Chief Marten nodded slowly, like she'd expected that answer. "How long?"
"About a month." It felt both longer and shorter than that. Had it really been a month of nights together, mornings in each other's kitchens? A month of falling for each other…
"And Ms. Kessler is aware of the potential complications and the ethics concerns?"
“We’ve discussed it.” They had, in careful terms, discussed the boundaries and professional standards they needed to maintain at work. But Maddox suddenly realized how naive they’d been thinking careful was enough.
Chief Marten was quiet for a moment, studying her. Then she opened the file folder and pulled out a single sheet of paper.

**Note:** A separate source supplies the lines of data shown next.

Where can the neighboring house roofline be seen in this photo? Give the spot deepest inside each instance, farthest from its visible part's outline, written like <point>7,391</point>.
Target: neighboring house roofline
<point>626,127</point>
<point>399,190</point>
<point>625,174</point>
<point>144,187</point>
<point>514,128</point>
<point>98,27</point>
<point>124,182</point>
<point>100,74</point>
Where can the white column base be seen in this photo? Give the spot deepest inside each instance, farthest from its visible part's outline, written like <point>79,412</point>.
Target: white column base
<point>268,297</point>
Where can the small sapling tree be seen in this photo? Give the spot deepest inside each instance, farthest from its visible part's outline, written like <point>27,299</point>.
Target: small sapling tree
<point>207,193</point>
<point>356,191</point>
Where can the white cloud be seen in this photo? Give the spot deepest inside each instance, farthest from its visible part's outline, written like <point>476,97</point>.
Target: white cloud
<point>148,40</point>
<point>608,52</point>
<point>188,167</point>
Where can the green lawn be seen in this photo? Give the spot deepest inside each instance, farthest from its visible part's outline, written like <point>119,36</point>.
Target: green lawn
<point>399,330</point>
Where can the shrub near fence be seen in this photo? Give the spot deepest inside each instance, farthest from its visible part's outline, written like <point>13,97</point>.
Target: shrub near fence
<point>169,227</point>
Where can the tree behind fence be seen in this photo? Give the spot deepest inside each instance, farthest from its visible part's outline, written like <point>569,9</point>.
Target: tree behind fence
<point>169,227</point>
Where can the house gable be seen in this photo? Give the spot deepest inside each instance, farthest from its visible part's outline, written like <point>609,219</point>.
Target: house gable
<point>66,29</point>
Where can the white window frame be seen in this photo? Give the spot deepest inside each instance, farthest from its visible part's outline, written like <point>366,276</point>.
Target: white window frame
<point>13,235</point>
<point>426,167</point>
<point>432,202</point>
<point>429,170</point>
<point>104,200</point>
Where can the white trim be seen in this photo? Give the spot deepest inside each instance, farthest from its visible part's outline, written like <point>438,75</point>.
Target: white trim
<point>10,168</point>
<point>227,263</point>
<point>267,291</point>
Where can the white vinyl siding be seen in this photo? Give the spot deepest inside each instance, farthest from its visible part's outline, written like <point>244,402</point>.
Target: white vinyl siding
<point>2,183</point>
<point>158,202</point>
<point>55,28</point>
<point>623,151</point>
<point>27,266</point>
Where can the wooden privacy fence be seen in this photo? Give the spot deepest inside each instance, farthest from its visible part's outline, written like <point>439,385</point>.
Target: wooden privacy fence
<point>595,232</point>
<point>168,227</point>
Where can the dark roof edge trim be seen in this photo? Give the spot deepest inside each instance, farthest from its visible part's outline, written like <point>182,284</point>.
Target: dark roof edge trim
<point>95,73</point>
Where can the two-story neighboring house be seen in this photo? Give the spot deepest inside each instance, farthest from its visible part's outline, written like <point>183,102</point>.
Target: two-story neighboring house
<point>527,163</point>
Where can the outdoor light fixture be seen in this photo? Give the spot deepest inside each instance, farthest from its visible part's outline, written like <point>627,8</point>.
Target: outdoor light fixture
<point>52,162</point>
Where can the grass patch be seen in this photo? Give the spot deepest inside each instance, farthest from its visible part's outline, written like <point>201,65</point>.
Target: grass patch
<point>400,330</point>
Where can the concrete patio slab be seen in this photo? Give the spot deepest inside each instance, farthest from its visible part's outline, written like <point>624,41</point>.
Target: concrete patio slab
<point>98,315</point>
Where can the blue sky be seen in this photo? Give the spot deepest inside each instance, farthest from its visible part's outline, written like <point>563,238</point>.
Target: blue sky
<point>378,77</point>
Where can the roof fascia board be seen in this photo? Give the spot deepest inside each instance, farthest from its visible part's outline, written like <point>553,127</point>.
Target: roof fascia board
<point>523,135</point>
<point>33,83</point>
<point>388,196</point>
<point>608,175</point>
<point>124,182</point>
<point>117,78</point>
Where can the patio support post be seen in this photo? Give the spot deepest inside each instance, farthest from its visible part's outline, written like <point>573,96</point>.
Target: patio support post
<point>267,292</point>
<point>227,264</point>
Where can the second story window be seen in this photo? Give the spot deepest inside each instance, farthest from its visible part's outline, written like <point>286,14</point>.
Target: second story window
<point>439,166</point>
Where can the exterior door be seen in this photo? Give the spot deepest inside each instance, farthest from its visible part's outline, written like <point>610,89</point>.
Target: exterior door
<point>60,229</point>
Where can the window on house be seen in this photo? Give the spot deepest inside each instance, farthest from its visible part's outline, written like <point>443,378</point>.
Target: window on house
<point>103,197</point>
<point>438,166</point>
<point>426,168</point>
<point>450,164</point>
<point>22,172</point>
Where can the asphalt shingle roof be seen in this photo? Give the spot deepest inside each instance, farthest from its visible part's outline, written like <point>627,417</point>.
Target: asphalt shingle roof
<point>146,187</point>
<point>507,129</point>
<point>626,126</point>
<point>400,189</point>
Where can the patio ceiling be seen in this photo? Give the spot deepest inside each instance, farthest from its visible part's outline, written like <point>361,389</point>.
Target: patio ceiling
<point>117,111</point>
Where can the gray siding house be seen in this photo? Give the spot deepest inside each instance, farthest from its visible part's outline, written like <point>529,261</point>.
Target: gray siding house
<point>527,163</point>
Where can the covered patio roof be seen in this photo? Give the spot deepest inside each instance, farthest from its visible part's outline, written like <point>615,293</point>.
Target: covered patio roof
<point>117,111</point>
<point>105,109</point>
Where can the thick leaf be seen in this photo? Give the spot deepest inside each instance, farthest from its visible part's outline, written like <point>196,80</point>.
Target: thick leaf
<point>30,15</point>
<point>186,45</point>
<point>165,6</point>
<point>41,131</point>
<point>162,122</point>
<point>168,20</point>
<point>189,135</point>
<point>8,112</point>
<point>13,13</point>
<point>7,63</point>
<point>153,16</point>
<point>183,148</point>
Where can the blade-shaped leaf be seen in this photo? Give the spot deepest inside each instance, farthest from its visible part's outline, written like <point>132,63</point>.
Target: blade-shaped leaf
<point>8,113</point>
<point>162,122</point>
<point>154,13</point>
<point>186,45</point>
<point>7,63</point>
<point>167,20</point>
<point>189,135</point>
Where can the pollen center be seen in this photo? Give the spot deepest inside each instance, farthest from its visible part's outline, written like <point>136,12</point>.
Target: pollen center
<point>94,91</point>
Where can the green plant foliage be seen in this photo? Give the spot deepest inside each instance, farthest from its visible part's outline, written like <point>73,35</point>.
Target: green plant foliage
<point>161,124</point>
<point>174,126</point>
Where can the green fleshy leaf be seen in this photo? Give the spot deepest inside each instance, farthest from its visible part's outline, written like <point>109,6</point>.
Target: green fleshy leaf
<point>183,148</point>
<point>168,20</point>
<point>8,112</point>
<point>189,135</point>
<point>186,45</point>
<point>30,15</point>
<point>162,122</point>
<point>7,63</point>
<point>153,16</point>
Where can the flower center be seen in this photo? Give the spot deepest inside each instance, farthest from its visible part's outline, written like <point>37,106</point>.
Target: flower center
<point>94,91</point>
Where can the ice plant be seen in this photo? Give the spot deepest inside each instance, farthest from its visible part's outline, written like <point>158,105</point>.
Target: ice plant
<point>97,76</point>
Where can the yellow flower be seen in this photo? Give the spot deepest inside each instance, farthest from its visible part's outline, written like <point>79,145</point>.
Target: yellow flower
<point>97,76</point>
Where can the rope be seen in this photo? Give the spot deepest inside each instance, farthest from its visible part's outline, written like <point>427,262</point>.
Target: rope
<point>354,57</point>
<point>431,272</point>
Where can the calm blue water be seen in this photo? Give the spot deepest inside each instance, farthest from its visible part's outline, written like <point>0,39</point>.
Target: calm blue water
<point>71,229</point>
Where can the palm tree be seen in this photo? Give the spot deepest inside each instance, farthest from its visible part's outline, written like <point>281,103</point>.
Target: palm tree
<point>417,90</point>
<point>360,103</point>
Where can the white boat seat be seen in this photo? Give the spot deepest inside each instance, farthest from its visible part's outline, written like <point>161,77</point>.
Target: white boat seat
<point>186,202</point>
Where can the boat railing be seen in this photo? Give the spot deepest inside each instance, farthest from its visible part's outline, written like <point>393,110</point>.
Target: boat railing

“Here’s where we are,” she said. “Jade Kessler is a contracted therapist, not a department employee, which gives us some flexibility but not much. The wellness committee requires her regular presence, and your work with the K-9 outreach programs means frequent professional contact. The appearance of a conflict of interest exists, regardless of whether an actual conflict does.”
Maddox’s hands tightened around her thighs. She knew where this was going.
“I have three options to present to you, and I want you to think carefully about them,” Chief Marten continued.
“One: you end the relationship immediately and we document this conversation as a verbal warning. Two: Ms. Kessler’s contract is terminated effective immediately, and she releases all contracts with police department employees.
Three: you request a transfer to a different precinct effective immediately. ”
Each option hit Maddox like a physical gut punch. End it, lose Jade’s work, or leave Phoenix Ridge…leave Zeus.
“I need you to understand something, Maddox.” Chief Marten’s voice was gentler now, using her first name to ground her. “This isn’t about punishing you. But we have policies for a reason, and those policies exist to protect everyone involved, including you and Ms. Kessler.”
Maddox couldn’t speak, couldn’t process the information given to her. Her mind was spinning through the options, each one impossible.
If she ended it with Jade, she’d be destroying the best thing in her life to save her career. If Jade lost her contract with the police department, and possibly all Phoenix Ridge first responder departments, it’d be Maddox’s fault. Again, someone paying the price for Maddox’s choices.
And if she transferred…
No. Zeus wouldn’t come with her. K-9 partners didn’t transfer. Zeus would be reassigned to another handler, and Maddox would start over somewhere new, alone, without Zeus.
“I’m giving you until Monday to decide,” Chief Marten said. “That’s two days. Think carefully about what you want, Shaw. And talk to Ms. Kessler. She deserves to be part of this decision.”
Maddox managed a nod, even though she felt like she was drowning.
“Dismissed,” Chief Marten said quietly, a note of softness in her tone.
Maddox stood on legs that felt unsteady, turned, and walked out of the office. The hallway seemed longer than before, the fluorescent lights too bright, everything slightly unreal.
She made it to the locker room before her knees gave out.
Maddox didn’t remember deciding to leave.
One moment, she was in the locker room, knees on the concrete floor and staring at the metal grating of her locker, and the next, she was in her K-9 patrol vehicle with Zeus in the back, the engine running, and the parking lot sliding past her windows.
Driving.
Where? Doesn’t matter. Just moving.
Her hands gripped the steering wheel, her knuckles white.
The radio crackled with dispatch calls: routine traffic stops, welfare check on Oak Street, someone’s cat stuck in a tree.
All normal Friday things, the world continuing to spin on its axis like nothing had changed. Yet everything had changed.
Three options. Choose one. You have until Monday.